The paper – Propagating sensor uncertainty to better infer office occupancy in smart building control – was authored by Charikleia Papatsimpa and Jean-Paul Linnartz of the Department of Electrical Engineering at the Eindhoven University of Technology, in the Netherlands. They propose a layered probabilistic framework for occupancy-based control in intelligent buildings.
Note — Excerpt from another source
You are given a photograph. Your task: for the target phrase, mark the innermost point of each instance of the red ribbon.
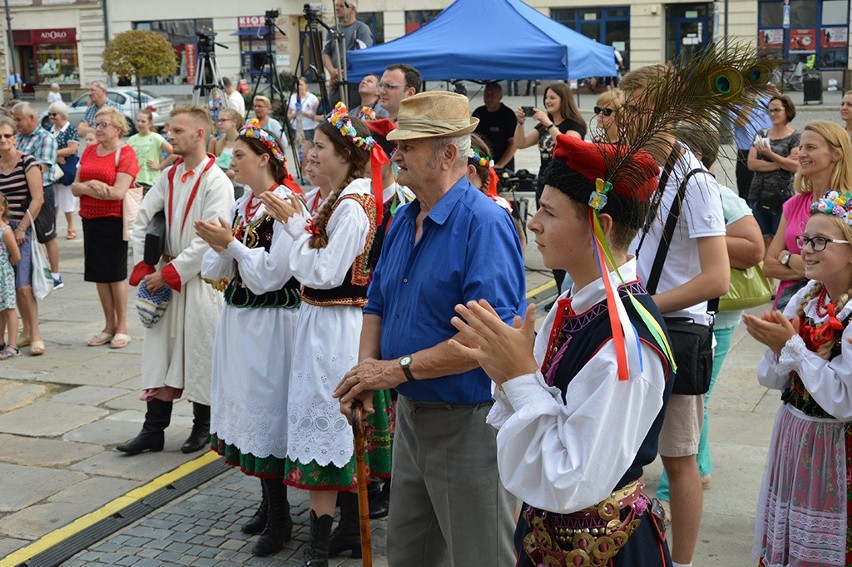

In this cascade of layers, where each layer addresses different aspects of the occupancy detection problem in a probabilistic manner rather than in a hard rule engine.
Over the past decade, numerous systems have been proposed for smart building control, for example:
- Energy Efficient building environment control strategies using real-time occupancy measurements by Erickson et al. (2009) developed a system that tracks user movement in building spaces using a camera network solution called SCOPES, where a framework, based on closest distance Markov chains is used to capture the dynamics of user occupancy, in order to save energy in various areas, namely HVAC and lighting.
- An Indoor Localization Algorithm for Lighting Control using RFID by Zhen et al. (2009) promotes the use of sensor badges for building occupants possible to achieve relatively accurate localization based on support vector machines (SVM).
Such systems, however, “are based on advanced sensor modalities, such as cameras, which are expensive and wearable devices, which may generate privacy concerns,” say Papatsimpa and Linnartz of the Eindhoven team. “The domain of building control can tolerate a loss in accuracy in favor of installation cost and privacy, thus, simple, binary sensors are preferred [in our approach], that is easy to retrofit in existing buildings and comply with the existing privacy regulations.”
Others have experimented with the use of radar sensing technology, which offers a promising approach to overcome the limitations of the more common occupancy sensors. In fact, we have seen an expansion in the use of radar sensors for occupancy and other applications in recent years:
- Noninvasive microwave measurement of respiration by J.C. Lin of Wayne State University in Detroit, conducted one of the first demonstrations of radar for human sensing but with a range far too low for most building occupancy applications.
- Evaluation of a Doppler radar sensor system for vital signs detection and activity monitoring in a radio-frequency shielded room by Kuutti et al. of Aalto University School of Electrical Engineering in Finland, presented a more advanced Doppler radar-based method for the detection of vital signs, presence and activity. However, an aluminum coating on surfaces was required for accurate detection.
- Real time indoor presence detection with a novel radar on a chip by Deiana et al. went so far as to identify the activity of occupants in a room, it could even pick up small movements such as typing to provide additional information to the system. The approach failed, however, to pick up on an occupant sitting completely still.
“In all cases, although microwave radar technology has gained increased popularity for activity detection, its feasibility and implementation in the context of smart building and control applications remains limited,” the Eindhoven researchers concluded. However, considering that most sensor-based approaches suffer from high sensor unreliability, “radar sensing technology offers a promising solution that still remains not fully explored,” they added as they set about to find a solution.
In order to reduce the measurement uncertainty, the researchers needed to apply stochastic models like Bayesian networks, Gaussian mixture models and support vector machines that have been previously implemented to improve occupancy detection, or they could approximate office occupancy as a Markov process that moves between a number of states. The challenge, therefore, was to determine the current state of that process from the sequence of observations made by these “imperfect” sensors using a concept is known as a Hidden Markov Model, which has been extensively explored for other applications.
The layered representation they developed allows for the separation of the architecture into separate building blocks, where, cleanly separated algorithms may run on different devices/entities. Their innovative solution combines the advantages of a hidden Markov model that naturally captures the temporal structure of office occupancy with Bayesian modeling, which captures the physical properties of the sensor network. The inferential results of each layer are then used as the input to the consequent layer.
“Our results showed significant energy saving potential in a typical open-plan office environment without sacrificing user comfort,” Papatsimpa and Linnartz said. “According to our simulation analysis presented in, the suggested solution was able to achieve energy savings of up to 30%, compared to baseline manual control, without too much energy wasted during un-occupied periods (false positives). Savings are expected to be higher when considering the energy wasted during non-occupied hours in commercial buildings.”
Their ongoing work, which includes efforts to fuse information from multiple sensor sources within the building in order to further improve the detection performance, could have a real impact on future occupancy sensing technology. In fact, their layered representation in combination with a communication protocol offers a flexible framework for combining information from heterogeneous sensor networks and ensures better coherence. This is one approach to watch in the the occupancy sensing space.